I didn’t watch One Piece every day, and I didn’t watch every episode (I skipped a bunch that friends told me were non-manga filler). But it’s definitely the longest I’ve ever spent time with a single piece of media so I wanted to share some of my thoughts.
A story that lasts
Before I began watching, the main thing I knew about One Piece was that it is impossibly long. As of this writing, there are over 800 episodes!
Published in Shonen Jump since 1997, the One Piece manga turned 20 last year. Eiichiro Oda was an early bloomer, launching his career at age 17 when he won several awards for his very first manga, Wanted! He worked as a manga assistant until age 22 when he first published One Piece, a hit from the very beginning.
Initially, Oda had the entire story planned out for a five-year run. But because it got so popular, it took on a life of its own. Today One Piece is the best-selling manga in history and among the top 10 best-selling anime in Japan. All this, and it’s only slightly more than halfway complete.
With that forecasted ending in mind, it’s impressive to see how thoughtfully the plot moves. I’m at the Summit War arc that has been signposted for ages, ever since Ace gave Luffy a mysterious blank piece of paper. It’s a climax that formed organically from an initial quest to visit Fishman Island, and I’m still surprised at how much that got out of hand. It’s a long story, but every twist deepens the plot and strengthens the reality of the One Piece world.
A story that inspires
Perhaps it’s because Oda already knows how it’s going to end, but I never feel like One Piece is taking me for a ride that isn’t going to pay off, even when circumstances take the characters further from their goal than ever. Oda is a master of this “darkest before the dawn” storytelling style: just when a terrible outcome for Luffy seems inevitable, he manages to turn it around.
It’s interesting to watch One Piece as a model for suspenseful fiction. What keeps so many viewers so engaged for so long? Many other stories have a motley cast of unique heroes and villains, emotional arcs of friendship and redemption, and an uncommonly positive message. There are also things One Piece does badly, like its insensitivity toward LGBT people and Sanji’s attitude toward women. What makes it irresistible in spite of its many flaws?
If I were to put my finger on what One Piece has and so many other shows do not is a world that is markedly different from our own but nonetheless too real-feeling to question. A spirit of exploration only works in a world where viewers truly believe that tuning in means making rewarding discoveries they have never seen before and won’t find anywhere else. I’m not saying that One Piece makes viewers lose their grips on reality; I’m saying that its characters, settings, and storylines make sense in a logic that fits this story alone, so clearly that readers and viewers don’t question it.

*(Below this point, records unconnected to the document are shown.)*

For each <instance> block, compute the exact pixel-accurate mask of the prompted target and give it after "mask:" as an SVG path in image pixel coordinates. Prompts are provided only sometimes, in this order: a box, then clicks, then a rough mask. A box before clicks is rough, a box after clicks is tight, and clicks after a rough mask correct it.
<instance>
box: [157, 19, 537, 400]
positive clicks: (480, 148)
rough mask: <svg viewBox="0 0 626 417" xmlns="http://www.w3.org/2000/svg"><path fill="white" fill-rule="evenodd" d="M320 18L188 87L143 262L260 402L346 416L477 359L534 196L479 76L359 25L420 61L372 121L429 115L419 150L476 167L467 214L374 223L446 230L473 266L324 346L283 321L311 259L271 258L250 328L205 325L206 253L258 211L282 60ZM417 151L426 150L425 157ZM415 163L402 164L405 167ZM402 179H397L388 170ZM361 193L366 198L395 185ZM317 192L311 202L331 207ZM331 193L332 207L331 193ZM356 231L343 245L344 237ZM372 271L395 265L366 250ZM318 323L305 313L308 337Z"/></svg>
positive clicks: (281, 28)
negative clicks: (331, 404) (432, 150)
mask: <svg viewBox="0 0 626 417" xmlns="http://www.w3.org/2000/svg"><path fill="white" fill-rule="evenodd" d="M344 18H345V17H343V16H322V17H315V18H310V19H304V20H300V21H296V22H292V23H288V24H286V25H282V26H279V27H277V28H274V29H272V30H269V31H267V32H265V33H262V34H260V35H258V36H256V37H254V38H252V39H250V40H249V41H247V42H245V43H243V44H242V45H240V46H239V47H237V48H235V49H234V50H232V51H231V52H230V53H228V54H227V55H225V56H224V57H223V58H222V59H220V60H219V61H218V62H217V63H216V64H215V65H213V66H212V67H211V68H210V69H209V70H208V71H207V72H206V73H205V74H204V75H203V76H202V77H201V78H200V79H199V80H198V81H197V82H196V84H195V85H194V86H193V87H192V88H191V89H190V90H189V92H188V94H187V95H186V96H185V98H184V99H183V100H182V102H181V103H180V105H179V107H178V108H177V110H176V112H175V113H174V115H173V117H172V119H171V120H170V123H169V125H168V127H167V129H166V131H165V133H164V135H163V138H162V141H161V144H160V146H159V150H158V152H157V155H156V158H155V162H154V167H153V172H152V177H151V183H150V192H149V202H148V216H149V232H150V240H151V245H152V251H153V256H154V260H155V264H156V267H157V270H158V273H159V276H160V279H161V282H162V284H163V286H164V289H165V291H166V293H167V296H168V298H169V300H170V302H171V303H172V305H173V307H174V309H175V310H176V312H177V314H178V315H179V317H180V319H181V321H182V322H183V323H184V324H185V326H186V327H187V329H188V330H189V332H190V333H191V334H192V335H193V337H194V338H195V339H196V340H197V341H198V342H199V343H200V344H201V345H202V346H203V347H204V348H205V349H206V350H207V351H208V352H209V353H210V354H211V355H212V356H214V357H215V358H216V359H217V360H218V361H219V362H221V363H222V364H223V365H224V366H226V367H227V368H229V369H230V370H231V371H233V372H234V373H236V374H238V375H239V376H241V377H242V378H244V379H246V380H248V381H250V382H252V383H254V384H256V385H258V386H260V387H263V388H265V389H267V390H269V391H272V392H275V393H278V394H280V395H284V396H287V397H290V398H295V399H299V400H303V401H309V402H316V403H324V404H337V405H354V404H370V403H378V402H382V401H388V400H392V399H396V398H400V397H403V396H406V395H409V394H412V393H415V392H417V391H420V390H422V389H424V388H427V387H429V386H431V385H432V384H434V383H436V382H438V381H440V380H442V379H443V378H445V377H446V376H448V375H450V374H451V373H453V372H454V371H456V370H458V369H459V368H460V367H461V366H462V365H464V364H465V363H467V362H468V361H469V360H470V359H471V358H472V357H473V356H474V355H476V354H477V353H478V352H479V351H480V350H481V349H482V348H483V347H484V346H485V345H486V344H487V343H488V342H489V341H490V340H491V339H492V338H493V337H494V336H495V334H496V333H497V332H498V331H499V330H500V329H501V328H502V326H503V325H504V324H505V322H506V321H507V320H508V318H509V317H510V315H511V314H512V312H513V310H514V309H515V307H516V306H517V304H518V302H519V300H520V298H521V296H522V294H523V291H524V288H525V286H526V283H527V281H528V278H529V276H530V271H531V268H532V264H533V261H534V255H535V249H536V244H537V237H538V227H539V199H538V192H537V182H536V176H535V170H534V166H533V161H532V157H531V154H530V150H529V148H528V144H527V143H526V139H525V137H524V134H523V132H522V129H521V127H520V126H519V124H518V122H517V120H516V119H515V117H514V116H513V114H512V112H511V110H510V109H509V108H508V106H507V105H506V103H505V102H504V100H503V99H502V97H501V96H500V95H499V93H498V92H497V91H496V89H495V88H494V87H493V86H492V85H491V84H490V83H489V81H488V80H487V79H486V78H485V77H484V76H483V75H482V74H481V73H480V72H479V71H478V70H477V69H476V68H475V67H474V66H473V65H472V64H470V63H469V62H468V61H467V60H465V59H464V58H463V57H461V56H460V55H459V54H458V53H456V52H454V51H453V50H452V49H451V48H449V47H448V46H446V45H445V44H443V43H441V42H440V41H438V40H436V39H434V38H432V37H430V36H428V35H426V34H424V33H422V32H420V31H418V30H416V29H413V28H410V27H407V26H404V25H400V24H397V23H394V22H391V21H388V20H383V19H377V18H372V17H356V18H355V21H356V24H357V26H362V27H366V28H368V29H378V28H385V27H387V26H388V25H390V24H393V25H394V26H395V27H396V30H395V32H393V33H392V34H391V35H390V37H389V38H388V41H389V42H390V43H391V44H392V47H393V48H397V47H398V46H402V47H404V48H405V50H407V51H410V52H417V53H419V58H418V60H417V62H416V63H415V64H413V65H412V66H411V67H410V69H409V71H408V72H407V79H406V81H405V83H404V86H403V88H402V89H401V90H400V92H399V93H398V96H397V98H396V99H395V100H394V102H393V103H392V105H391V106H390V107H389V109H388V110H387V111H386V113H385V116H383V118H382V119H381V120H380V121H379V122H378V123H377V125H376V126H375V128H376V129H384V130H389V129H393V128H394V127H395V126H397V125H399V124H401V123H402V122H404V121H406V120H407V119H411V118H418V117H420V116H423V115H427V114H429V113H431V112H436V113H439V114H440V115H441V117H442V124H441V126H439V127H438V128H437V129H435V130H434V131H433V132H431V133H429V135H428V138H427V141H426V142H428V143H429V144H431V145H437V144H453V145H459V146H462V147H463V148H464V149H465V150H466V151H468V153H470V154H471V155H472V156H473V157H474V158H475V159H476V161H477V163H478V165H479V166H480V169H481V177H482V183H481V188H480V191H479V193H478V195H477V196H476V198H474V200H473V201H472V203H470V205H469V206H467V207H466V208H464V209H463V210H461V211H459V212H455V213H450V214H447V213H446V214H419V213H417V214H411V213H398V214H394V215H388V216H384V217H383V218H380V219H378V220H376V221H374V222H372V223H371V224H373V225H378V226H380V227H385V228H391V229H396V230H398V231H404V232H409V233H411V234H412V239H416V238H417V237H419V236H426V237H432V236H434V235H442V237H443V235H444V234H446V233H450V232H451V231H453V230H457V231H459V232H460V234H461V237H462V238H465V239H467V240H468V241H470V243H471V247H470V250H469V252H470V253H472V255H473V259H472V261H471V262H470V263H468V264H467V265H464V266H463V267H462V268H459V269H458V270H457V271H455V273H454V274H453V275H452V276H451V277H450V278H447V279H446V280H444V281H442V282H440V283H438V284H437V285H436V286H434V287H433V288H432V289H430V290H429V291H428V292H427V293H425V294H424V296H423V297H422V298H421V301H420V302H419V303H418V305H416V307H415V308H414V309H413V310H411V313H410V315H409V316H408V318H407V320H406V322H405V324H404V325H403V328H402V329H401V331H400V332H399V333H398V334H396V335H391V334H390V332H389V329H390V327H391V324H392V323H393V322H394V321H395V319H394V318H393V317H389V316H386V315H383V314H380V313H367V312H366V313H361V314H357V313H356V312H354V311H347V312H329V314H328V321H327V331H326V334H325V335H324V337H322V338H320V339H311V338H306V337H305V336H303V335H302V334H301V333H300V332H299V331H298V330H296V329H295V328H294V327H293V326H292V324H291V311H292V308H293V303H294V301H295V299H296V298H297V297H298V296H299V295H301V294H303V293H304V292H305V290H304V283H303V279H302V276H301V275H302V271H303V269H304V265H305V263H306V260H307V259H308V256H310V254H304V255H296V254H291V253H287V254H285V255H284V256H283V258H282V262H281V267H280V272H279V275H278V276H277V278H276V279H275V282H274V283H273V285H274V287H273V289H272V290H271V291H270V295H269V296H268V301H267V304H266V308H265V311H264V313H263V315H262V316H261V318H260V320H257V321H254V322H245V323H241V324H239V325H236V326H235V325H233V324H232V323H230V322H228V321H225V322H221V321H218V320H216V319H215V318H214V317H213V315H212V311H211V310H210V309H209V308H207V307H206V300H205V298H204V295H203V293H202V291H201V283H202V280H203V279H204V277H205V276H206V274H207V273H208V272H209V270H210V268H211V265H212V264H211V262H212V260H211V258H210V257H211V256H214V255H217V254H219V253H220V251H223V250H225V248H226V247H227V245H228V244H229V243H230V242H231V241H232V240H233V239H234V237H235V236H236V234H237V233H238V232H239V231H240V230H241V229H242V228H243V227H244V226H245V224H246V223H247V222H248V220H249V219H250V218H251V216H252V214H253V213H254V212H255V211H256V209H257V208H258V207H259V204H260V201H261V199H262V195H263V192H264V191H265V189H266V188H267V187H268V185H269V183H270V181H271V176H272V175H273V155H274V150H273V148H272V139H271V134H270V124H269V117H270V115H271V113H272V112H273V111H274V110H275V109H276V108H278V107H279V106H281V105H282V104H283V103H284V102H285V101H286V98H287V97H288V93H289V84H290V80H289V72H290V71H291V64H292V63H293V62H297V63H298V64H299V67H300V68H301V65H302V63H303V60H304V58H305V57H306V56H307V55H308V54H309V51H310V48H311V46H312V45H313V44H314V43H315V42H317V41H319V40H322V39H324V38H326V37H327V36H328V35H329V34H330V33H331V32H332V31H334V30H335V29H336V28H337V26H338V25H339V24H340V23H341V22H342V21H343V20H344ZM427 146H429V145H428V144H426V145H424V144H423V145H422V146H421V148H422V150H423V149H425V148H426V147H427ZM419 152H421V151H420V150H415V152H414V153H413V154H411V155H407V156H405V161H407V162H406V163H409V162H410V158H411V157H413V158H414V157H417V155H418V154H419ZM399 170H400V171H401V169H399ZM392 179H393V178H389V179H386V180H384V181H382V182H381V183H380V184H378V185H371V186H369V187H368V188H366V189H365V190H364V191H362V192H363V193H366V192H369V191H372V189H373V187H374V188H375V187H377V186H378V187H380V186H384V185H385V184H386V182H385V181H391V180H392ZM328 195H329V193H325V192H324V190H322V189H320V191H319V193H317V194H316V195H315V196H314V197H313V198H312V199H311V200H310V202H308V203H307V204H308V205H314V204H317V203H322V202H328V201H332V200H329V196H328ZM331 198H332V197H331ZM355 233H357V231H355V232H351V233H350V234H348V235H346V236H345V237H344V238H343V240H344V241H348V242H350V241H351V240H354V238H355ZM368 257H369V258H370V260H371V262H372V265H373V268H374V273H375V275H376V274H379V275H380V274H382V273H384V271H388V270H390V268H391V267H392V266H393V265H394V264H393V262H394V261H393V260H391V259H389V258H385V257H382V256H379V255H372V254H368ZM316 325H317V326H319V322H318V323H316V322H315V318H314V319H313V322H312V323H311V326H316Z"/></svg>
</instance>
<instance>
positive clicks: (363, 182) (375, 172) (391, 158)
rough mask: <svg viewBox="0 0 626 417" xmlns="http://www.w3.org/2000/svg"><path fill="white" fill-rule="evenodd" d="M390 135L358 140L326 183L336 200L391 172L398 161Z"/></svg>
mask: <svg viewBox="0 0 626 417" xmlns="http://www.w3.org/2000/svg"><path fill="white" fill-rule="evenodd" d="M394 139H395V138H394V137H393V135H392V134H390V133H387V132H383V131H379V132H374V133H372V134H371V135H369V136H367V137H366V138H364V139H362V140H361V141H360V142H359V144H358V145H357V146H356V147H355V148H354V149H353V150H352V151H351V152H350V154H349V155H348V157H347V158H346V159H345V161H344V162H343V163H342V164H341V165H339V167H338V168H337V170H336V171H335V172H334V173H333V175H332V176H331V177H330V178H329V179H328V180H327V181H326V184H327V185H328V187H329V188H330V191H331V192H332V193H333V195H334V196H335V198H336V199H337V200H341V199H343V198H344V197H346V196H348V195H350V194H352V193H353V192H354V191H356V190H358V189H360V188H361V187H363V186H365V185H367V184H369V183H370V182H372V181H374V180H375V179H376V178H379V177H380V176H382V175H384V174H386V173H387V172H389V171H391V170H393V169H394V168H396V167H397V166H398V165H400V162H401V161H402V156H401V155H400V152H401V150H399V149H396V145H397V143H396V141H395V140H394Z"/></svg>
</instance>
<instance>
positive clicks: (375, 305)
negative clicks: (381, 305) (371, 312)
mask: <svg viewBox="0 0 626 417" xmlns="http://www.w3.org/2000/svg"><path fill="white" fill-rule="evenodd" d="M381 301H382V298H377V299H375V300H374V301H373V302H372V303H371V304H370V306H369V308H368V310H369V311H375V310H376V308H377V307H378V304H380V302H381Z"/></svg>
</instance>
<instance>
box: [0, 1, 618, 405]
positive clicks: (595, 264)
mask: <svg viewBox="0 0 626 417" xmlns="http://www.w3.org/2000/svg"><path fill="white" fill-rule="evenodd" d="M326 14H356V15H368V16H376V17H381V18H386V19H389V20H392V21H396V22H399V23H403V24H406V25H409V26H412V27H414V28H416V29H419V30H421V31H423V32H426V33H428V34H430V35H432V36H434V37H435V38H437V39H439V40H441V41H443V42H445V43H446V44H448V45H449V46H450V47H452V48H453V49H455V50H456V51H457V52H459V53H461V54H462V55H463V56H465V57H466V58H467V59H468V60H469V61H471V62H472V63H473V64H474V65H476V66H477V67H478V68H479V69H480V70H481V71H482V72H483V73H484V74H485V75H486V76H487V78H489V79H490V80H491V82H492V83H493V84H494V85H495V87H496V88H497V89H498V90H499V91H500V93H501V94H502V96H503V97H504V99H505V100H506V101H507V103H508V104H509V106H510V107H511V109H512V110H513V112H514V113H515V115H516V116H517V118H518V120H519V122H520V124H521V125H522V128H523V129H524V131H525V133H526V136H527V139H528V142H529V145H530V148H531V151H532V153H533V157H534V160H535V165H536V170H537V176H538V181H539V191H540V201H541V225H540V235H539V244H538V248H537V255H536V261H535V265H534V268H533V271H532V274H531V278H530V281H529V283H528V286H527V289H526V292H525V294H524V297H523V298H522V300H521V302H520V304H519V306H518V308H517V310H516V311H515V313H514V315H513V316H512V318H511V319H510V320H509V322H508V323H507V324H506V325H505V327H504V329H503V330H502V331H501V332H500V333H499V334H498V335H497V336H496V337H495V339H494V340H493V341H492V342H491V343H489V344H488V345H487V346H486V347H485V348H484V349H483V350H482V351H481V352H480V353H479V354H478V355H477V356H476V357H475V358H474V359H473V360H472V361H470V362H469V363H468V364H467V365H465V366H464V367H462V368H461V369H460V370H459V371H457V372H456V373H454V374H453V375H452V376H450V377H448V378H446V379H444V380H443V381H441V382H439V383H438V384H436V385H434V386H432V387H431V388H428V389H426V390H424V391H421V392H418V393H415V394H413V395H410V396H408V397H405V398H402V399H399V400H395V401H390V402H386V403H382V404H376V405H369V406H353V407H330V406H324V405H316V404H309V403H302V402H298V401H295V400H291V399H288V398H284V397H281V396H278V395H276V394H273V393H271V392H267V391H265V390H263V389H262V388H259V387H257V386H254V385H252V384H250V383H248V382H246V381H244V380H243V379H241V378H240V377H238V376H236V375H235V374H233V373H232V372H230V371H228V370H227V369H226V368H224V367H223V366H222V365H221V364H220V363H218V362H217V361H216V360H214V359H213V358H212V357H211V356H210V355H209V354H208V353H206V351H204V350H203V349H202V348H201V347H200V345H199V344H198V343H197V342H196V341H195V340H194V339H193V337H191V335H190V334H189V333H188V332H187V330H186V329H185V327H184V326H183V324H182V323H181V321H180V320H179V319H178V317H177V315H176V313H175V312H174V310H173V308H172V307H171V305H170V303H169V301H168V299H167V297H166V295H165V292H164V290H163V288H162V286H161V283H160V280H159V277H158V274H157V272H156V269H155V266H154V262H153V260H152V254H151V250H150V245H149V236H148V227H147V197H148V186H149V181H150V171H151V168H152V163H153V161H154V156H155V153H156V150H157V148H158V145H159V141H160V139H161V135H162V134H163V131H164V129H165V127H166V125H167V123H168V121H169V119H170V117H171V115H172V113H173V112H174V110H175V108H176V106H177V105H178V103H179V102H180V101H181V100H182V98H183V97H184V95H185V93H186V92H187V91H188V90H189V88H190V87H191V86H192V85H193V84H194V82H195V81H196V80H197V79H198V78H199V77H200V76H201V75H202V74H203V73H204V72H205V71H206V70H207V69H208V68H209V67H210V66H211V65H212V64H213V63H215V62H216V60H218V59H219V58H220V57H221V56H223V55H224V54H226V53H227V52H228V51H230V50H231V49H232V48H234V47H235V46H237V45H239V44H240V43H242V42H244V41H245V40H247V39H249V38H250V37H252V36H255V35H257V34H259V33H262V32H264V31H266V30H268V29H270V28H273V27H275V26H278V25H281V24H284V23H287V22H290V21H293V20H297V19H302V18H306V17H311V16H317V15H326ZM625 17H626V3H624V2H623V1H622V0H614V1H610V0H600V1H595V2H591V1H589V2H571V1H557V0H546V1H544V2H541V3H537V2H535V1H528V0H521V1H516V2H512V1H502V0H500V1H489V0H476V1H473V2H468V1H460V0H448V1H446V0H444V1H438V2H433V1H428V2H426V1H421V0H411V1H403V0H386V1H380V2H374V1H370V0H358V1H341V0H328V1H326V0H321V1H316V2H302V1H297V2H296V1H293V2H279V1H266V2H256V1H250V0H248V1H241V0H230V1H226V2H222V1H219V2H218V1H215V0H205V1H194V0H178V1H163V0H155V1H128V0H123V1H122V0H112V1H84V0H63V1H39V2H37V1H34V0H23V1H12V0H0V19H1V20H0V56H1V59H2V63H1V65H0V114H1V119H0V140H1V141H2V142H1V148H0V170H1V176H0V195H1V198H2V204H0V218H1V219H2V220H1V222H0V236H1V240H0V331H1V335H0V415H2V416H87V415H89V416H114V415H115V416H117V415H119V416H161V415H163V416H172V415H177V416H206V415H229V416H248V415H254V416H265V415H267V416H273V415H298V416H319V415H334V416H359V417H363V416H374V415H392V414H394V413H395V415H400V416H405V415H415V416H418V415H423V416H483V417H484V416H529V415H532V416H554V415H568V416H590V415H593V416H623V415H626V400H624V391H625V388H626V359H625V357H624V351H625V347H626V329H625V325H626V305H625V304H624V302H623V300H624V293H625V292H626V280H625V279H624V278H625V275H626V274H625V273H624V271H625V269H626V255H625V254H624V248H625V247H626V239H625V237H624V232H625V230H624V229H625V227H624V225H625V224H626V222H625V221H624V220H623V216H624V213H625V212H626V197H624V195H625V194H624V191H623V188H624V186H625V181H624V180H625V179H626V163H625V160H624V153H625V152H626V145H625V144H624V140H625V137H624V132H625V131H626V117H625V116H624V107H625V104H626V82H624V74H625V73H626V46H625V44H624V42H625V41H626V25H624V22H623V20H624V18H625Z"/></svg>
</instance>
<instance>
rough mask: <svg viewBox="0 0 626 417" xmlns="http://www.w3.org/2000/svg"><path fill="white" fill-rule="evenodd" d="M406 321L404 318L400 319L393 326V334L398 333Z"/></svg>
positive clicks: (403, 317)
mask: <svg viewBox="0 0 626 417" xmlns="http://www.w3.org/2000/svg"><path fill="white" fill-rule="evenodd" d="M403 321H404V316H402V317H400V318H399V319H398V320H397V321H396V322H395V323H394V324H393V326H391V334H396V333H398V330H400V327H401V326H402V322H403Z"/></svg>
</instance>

A lot of stories are entertaining; few make their viewers believe in them so deeply.
You can still start now
I thought that my One Piece window had closed forever. It’s already long and it’s still going! It’s impossible to catch up. So when I started watching, I decided I wouldn’t catch up.
Trying to get current on One Piece sounds like a job I don’t want, so when I clicked play on episode one last January, I told myself I’d only watch it when I felt like it. I stuck to that but I didn’t expect just how much I’d feel like it. I admit I didn’t read as many books as usual in 2017 because instead of reading a chapter before bed, I’d watch an episode or two of One Piece.
Right now I’ve gotten back to reading more books, plus it’s the start of a new season and I’m watching a lot of first episodes. I haven’t watched any One Piece so far in January, but I’m not concerned about it. When I’m ready to watch more, it’ll still be there—and a lot of it!
In other words, don’t let the show’s intimidating length stop you. You can still enjoy it in 2018. You can watch a little and pause whenever. You can even call it quits. But if you manage to do that, I’m guessing you have a lot more willpower than me.